Quick note: This is turning into one of the best free will discussions I've had.
I would call the idea that we can choose reason or choose to not use reason nonsensical, because while they are asserting free choice LFW is missing the key component to explain the will itself.
But, that's just it. They cannot explain the will. By it's very nature it must be unexplainable. If it were explainable then it would work by deterministic forces. That's what explainable means. It isn't explainable. It is magic. It is completely other than the material world. Spirit. The problem they have if they want to maintain a material world is the means by which the spiritual (or mind, or whatever you want to call it) and the material interact. But even there, my materialistic language starts to cause problems because I am again looking for a mechanism -- which, you guessed it, implies materiality.
This makes the conception extremely difficult to reconcile with our current view of the universe. It does not make it logically impossible.
Okay, let's say I am confronted with a situation where I could apply reason or I could choose to not apply it. How do I decide which I want to do? Seemingly, if I want to apply reason, then I will. If I do not want to apply reason, I will not. Do I decide which I want? If I do decide which I want, how can I decide it based on anything other than what I want?
How would a libertarian answer this: Can I want to want something that I do not want? It quickly forms an obvious infinite regress. Instead of viewing what we desire, our drives or motivations as REVEALING themselves to our consciousness, they create a false decision to want. However, as I am trying to illustrate, this notion of will is totally nonsensical. The will cannot decide to be. It is there or it is not.
No, they would say that their faerie sees the possibilities -- those provided by reason, those provided by desire and which may contradict one another -- and the faerie decides amongst the choices. Your brain does something similar under deteministic forces -- it arrives at a decision by weighing different possible courses of action (OK, it's easier to use dualistic language and this really bears no realitionship to what actually occurs in the brain) and that decision presents itself to consciousness. Consciousness is just what we use to reconcile decision (which is almost if not always unconscious) with the outside world -- that is one of the reasons why I think the mirror neuron system is intimately tied to this process we call consciousness.
an unappealing variety of 'freedom' at very least.

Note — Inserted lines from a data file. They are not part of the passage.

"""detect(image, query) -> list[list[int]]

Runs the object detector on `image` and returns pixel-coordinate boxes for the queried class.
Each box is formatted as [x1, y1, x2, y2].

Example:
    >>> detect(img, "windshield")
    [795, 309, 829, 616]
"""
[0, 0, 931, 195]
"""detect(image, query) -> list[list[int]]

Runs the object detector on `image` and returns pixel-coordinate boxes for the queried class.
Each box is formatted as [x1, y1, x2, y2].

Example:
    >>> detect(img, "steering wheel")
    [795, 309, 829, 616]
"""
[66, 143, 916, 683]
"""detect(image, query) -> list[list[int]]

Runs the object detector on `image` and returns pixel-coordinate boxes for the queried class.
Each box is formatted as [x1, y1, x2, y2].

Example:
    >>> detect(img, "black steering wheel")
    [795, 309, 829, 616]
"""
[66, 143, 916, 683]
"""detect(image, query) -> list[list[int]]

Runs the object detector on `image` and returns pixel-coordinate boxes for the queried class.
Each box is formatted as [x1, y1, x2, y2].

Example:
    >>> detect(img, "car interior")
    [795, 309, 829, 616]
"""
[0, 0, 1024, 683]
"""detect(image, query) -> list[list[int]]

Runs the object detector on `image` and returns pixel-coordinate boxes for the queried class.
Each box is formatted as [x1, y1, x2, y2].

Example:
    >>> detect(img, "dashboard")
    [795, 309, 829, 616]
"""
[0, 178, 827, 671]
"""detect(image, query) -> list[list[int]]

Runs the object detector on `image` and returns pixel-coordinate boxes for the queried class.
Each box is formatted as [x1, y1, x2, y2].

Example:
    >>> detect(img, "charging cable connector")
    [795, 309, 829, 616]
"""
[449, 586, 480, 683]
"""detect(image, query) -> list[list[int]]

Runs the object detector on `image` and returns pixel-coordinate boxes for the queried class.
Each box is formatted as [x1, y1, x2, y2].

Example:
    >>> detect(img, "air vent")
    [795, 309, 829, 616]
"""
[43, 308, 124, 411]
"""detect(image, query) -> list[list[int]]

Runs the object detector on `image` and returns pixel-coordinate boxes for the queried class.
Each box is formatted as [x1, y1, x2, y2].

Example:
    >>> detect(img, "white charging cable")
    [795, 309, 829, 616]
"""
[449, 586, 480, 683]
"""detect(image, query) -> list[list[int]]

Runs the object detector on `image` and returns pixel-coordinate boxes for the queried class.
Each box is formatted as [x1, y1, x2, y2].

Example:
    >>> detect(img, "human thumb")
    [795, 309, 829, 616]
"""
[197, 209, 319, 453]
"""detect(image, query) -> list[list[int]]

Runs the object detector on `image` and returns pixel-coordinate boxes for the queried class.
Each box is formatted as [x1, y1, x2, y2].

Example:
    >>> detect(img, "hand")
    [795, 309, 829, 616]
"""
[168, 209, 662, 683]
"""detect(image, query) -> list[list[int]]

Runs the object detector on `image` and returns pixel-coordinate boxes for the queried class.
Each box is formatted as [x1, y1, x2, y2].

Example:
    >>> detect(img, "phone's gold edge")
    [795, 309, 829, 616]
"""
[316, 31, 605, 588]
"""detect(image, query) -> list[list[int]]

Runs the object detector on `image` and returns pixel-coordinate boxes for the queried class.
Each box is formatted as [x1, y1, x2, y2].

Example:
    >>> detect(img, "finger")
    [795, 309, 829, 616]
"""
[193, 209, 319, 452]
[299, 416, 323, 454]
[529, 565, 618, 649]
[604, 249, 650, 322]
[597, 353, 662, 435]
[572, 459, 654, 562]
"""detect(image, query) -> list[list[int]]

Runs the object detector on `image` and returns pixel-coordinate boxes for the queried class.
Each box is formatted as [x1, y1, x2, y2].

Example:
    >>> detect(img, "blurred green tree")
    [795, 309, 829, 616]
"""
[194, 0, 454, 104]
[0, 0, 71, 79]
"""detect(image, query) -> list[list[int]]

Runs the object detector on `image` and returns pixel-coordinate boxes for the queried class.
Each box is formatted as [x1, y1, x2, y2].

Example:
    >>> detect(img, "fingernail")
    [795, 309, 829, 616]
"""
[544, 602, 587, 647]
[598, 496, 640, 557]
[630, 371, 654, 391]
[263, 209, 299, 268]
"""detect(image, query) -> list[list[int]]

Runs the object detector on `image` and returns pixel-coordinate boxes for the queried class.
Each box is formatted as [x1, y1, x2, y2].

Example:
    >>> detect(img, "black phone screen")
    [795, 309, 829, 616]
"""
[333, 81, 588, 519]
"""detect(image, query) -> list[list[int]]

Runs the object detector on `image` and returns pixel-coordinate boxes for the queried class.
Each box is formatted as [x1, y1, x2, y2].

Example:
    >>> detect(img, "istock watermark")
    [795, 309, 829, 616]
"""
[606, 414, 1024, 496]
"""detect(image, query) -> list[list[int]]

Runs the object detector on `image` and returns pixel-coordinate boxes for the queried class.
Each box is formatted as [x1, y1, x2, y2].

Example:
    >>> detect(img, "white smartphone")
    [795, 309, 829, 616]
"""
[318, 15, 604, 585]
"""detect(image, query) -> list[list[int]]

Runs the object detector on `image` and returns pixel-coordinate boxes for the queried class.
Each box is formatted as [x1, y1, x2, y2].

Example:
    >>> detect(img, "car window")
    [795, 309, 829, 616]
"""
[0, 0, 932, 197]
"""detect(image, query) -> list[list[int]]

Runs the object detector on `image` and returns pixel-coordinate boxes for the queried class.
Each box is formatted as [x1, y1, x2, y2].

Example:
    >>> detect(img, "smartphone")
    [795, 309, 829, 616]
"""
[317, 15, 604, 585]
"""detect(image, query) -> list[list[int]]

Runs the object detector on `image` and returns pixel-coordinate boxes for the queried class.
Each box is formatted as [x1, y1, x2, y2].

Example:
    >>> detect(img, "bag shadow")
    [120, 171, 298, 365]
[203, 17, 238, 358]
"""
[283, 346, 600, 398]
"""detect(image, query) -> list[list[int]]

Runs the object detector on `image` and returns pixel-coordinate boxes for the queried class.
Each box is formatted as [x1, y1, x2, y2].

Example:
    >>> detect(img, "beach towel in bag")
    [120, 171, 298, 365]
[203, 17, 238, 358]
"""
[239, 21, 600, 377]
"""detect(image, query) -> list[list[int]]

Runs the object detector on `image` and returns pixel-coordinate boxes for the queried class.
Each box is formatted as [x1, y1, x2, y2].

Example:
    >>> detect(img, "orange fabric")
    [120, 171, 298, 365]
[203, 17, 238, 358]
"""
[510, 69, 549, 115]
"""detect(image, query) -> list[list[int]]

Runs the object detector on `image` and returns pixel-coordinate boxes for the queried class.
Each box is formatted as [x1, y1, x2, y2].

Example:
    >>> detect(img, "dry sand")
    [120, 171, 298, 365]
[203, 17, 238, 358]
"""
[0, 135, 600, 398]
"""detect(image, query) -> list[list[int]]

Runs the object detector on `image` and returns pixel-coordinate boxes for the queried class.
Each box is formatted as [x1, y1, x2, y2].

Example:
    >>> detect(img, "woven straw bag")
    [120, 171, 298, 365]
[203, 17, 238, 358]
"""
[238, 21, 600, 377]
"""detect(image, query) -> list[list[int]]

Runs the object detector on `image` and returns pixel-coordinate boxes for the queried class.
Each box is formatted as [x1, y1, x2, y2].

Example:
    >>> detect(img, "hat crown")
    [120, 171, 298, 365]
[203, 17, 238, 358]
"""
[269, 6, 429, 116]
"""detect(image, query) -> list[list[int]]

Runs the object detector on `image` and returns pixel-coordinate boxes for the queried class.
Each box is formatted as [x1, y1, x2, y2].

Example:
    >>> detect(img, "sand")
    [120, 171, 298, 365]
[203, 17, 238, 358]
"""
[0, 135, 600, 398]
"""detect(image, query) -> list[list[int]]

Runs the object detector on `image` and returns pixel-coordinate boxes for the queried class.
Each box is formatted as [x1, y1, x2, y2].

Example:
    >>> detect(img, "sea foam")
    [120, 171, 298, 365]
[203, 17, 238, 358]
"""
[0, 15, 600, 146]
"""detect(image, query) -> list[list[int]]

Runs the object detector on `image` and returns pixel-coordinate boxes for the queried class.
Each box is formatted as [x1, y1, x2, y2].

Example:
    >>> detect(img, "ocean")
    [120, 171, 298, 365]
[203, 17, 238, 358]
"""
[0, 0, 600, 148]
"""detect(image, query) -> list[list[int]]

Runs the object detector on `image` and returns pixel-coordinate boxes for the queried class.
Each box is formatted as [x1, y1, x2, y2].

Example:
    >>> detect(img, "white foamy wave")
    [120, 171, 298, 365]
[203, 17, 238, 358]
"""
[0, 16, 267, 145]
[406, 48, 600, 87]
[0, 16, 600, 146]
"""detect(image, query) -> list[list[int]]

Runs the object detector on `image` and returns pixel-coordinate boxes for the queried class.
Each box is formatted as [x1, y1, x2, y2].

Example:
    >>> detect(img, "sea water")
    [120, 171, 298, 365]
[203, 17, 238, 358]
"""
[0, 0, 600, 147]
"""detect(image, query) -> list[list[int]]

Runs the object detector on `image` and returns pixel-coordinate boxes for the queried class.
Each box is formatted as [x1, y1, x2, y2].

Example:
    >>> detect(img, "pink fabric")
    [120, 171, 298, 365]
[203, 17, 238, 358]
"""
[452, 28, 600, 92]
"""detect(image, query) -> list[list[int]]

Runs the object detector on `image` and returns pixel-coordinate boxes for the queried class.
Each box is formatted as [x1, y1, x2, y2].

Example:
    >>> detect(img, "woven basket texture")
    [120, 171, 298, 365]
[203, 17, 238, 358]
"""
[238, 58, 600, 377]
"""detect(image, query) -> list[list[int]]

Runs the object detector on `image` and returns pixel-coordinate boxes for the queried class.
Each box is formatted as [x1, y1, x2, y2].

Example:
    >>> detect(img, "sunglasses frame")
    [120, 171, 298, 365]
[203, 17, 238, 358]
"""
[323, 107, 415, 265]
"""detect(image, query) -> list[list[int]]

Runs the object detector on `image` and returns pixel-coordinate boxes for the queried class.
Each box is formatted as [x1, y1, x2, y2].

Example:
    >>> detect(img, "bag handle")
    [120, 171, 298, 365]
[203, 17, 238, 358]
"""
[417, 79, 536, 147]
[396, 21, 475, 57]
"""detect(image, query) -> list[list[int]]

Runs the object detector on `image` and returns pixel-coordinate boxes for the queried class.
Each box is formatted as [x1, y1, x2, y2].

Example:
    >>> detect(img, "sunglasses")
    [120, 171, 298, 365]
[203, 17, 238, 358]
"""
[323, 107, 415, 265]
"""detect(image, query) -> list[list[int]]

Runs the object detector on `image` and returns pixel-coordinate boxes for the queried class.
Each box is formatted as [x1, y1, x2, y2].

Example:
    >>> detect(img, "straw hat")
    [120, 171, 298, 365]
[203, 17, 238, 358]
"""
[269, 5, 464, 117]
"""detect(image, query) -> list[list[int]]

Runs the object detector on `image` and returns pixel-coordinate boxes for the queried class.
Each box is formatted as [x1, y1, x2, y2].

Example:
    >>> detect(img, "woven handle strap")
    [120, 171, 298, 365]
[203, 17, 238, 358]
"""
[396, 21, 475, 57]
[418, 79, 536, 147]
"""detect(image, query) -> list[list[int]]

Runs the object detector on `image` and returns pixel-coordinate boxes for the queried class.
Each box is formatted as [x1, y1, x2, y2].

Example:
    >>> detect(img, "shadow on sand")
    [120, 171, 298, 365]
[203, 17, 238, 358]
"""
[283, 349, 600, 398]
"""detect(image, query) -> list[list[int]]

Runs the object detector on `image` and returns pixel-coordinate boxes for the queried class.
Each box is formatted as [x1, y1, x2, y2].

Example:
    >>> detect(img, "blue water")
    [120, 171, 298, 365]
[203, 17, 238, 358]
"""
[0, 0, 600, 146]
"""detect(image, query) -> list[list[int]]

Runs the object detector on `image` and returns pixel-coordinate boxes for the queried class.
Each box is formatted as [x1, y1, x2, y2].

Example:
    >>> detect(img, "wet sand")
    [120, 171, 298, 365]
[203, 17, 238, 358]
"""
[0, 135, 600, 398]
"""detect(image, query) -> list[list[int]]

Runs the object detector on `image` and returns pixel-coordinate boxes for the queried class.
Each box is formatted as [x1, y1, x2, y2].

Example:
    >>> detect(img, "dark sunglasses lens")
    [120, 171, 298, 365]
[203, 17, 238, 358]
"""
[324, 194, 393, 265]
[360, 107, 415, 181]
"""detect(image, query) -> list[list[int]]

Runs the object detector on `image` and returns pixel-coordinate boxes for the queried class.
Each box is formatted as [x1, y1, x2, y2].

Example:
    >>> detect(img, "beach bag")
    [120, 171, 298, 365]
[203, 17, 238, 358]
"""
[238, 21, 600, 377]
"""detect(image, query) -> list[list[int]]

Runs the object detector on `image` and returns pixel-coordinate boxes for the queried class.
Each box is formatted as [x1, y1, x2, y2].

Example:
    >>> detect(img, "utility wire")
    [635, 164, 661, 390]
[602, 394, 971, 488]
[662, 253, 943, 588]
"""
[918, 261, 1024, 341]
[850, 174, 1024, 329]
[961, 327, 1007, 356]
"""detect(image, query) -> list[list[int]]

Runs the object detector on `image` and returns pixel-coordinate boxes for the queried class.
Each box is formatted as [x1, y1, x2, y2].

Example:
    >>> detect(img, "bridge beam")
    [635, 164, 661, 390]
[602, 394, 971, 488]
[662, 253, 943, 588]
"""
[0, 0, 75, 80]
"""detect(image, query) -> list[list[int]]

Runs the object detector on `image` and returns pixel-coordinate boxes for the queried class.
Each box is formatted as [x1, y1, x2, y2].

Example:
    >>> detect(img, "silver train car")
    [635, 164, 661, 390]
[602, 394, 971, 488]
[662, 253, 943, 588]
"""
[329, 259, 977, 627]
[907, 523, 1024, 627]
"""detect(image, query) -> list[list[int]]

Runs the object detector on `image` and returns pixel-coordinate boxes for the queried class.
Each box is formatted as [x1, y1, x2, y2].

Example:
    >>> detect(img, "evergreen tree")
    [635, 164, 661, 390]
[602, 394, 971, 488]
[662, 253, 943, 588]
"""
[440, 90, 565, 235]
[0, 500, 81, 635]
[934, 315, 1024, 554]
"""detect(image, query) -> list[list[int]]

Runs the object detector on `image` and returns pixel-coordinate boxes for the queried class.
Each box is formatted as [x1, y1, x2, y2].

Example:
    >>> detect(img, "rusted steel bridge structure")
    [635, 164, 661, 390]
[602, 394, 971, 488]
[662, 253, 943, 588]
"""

Personally, I think it's worse. I don't think it's freedom at all. It may be un-determined, but I don't see how the conjuction of indeterminacy and determinism creates libertarian free will. In essence, I think he is fooling himself. I still like him as a person and teacher very much, but he very clearly (to me) wants to hold onto his theistic views and is willing to fool himself into believing in free will as the only way to make sense of the problem of evil.
However, this does raise a free will problem: If our minds are the only grounds in which causality is real, does it make sense to say our minds are free from causality?
Well, I don't think so, but I am open to the proposition that I am wrong. I also don't think it is safe to say that our minds are the only grounds in which causality is real. What Kant seemed to produce, at least for me, is the idea that we bring causality to the table. We see causality. That does not mean that there is no causality out there, but we have no possibility but to see it. The quantum world creates problems for us, but we still see causality at the level that we operate, I believe, because we are evolutionarily adapted to think in that way -- because that form of thinking works in the universe we inhabit. It means that we must be careful in our thinking and our language. (And, yes, for those of you playing at home, I am well aware that evolution as an idea depends on a causal-deterministic framework, so I am making an assumption of causality in the preceding statements.)
As to whether or not it means our minds are free from causality, that doesn't matter as far as REALITY is concerned. It is clear that we can only see what our sensory systems allow us to see (using one sensory system for the metaphor). But with the aid of science, we know that there is much more to the electromagnetic spectrum and much more to the olfactory world, for instance, than we can ever experience directly ourselves. It could be that there is an entire world of magic/spirit out there that we cannot experience because we don't have the receptors for it. I still see no way for material and non-material to interact -- in any way -- since any such interaction would necessarily be material for it to have a mechanism. But I am also open to the very real possibility that our thinking ability is puny compared to what the universe may contain/be. This does not mean that we should begin to believe in woo, but that there may be more in heaven and earth than are dreamt of in all our philosophies.
Regardless, we are stuck in who and what we are. We have no option but to believe what we can make sense of and to forgo all the woo possibilities. Knowing our limitations, however, forces me to be a fallabilist. I don't pretend to know the nature of REALITY.